In [1]:
import h5py
import osmnx as ox
import pandas as pd
import numpy as np
import networkx as nx
from tqdm import tqdm
from itertools import product
from functools import cache
from scipy.spatial import KDTree
from haversine import haversine

In [30]:
# Referenced:
# https://towardsdatascience.com/finding-time-dependent-travel-times-between-every-pair-of-locations-in-manhattan-c3c48b0db7ba
# https://towardsdatascience.com/shortest-path-algorithm-with-osm-walking-network-6d2863ae96be
# https://osmnx.readthedocs.io/en/stable/osmnx.html and https://github.com/gboeing/osmnx
# https://movement.uber.com/?lang=en-US

### Update the city name and speed files, if available. If not, just make sure they point to a real speed file ###
place = 'New York, NY'
savename = r'C:\Users\willd\Documents\Georgia Tech\CSE6424\Project\ZCTA_New_York.csv'
speed_path = r'C:\Users\willd\Documents\Georgia Tech\CSE6424\Project\2020_speeds_new_york.csv'

In [31]:
# Get the graph and the speeds associated with all edges
graph = ox.graph_from_place(place, network_type='drive')
print('Got graph')
graph = ox.add_edge_speeds(graph)
print('Got speeds')
graph = ox.add_edge_travel_times(graph)
print('Got travel times')
graph = ox.utils_graph.get_largest_component(graph, strongly=True)
print('Got largest connected component')
# If you want to save for future use
#ox.save_graphml(graph, r'C:\Users\willd\Documents\Georgia Tech\CSE6424\Project\new_york_metro_area_cleaned.graphml')
#graph = ox.load_graphml(r'C:\Users\willd\Documents\Georgia Tech\CSE6424\Project\new_york_metro_area_cleaned.graphml')

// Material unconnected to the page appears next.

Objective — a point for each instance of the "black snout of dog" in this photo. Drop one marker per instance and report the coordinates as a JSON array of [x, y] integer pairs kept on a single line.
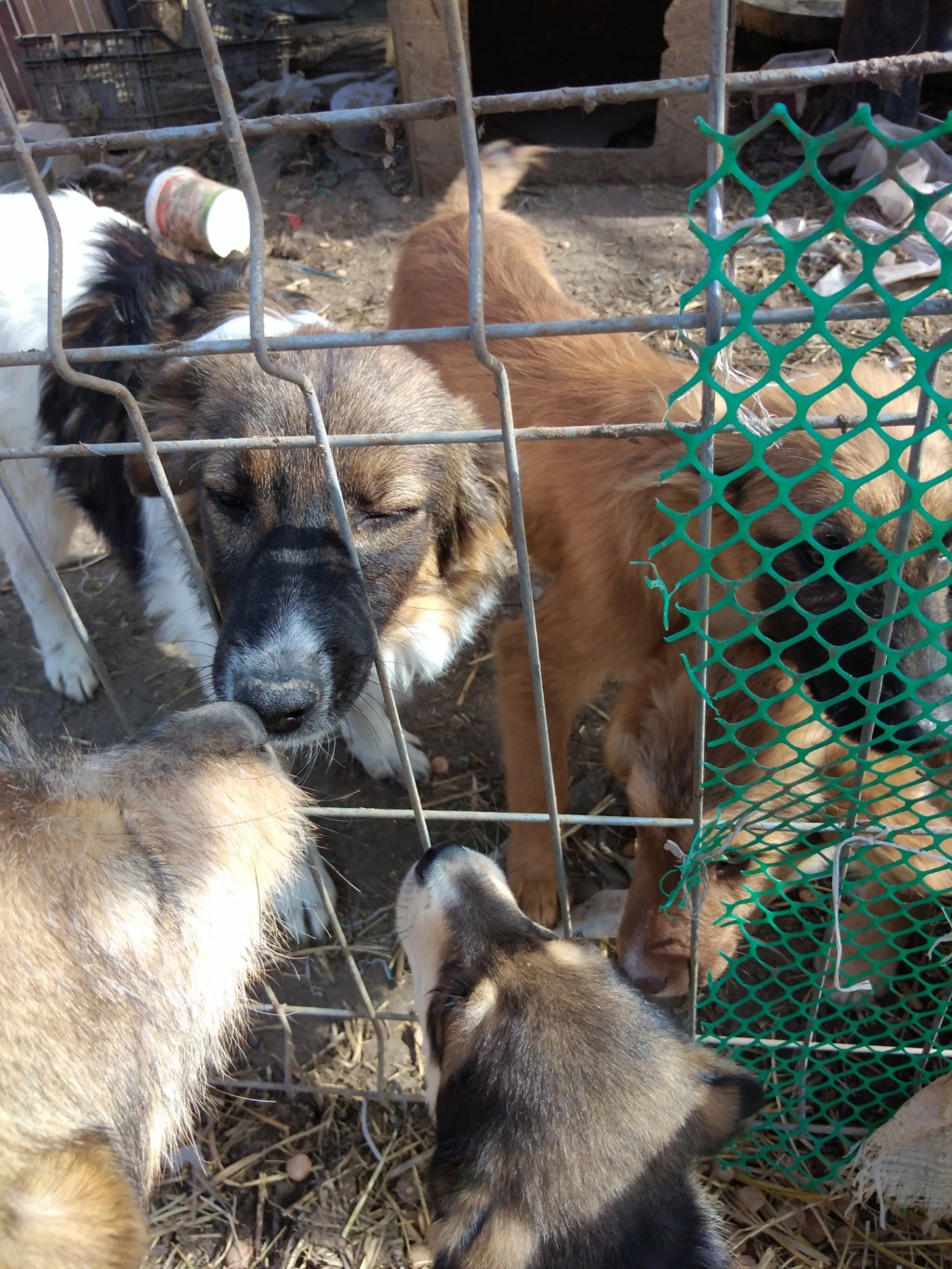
[[426, 862], [296, 642], [282, 705]]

  gdf = gdf.append(_geocode_query_to_gdf(q, wr, by_osmid))


Got graph
Got speeds
Got travel times
Got largest connected component


In [32]:
# How big is the graph?
print(len(graph.edges), len(graph.nodes))

139975 55228


In [33]:
# Find all food stores
food_tags = {'shop': 'supermarket', 'amenity': 'marketplace'}
food_places = ox.geometries_from_place(place, food_tags)

  gdf = gdf.append(_geocode_query_to_gdf(q, wr, by_osmid))


In [34]:
# Replace Polygons with a single point
food_places.loc[food_places['geometry'].type == 'Polygon', 'geometry'] = food_places.loc[food_places['geometry'].type == 'Polygon', 'geometry'].representative_point()

In [35]:
# Find all major green places or recreational areas
physical_tags = {'leisure': ['park', 'recreation_ground', 'playground', 'fitness_station', 'sports_centre', 'nature_reserve', 'pitch']}
physical_places = ox.geometries_from_place(place, physical_tags)
physical_places.loc[physical_places['geometry'].type == 'Polygon', 'geometry'] = physical_places.loc[physical_places['geometry'].type == 'Polygon', 'geometry'].representative_point()

  gdf = gdf.append(_geocode_query_to_gdf(q, wr, by_osmid))
  for merged_outer_linestring in list(merged_outer_linestrings):
  for merged_outer_linestring in list(merged_outer_linestrings):


In [36]:
# Find public transit
transport_tags = {'public_transport': ['platform', 'stop_position'], 'highway': ['bus_stop', 'platform'],
                 'railway': ['subway_entrance', 'station', 'tram', 'tram_stop'], 'station': 'subway'}
transport_places = ox.geometries_from_place(place, transport_tags)
transport_places.loc[transport_places['geometry'].type == 'Polygon', 'geometry'] = transport_places.loc[transport_places['geometry'].type == 'Polygon', 'geometry'].representative_point()

  gdf = gdf.append(_geocode_query_to_gdf(q, wr, by_osmid))


In [37]:
# Find libraries and schools
education_tags = {'amenity': ['library', 'school', 'kindergarten']}
education_places = ox.geometries_from_place(place, education_tags)
education_places.loc[education_places['geometry'].type == 'Polygon', 'geometry'] = education_places.loc[education_places['geometry'].type == 'Polygon', 'geometry'].representative_point()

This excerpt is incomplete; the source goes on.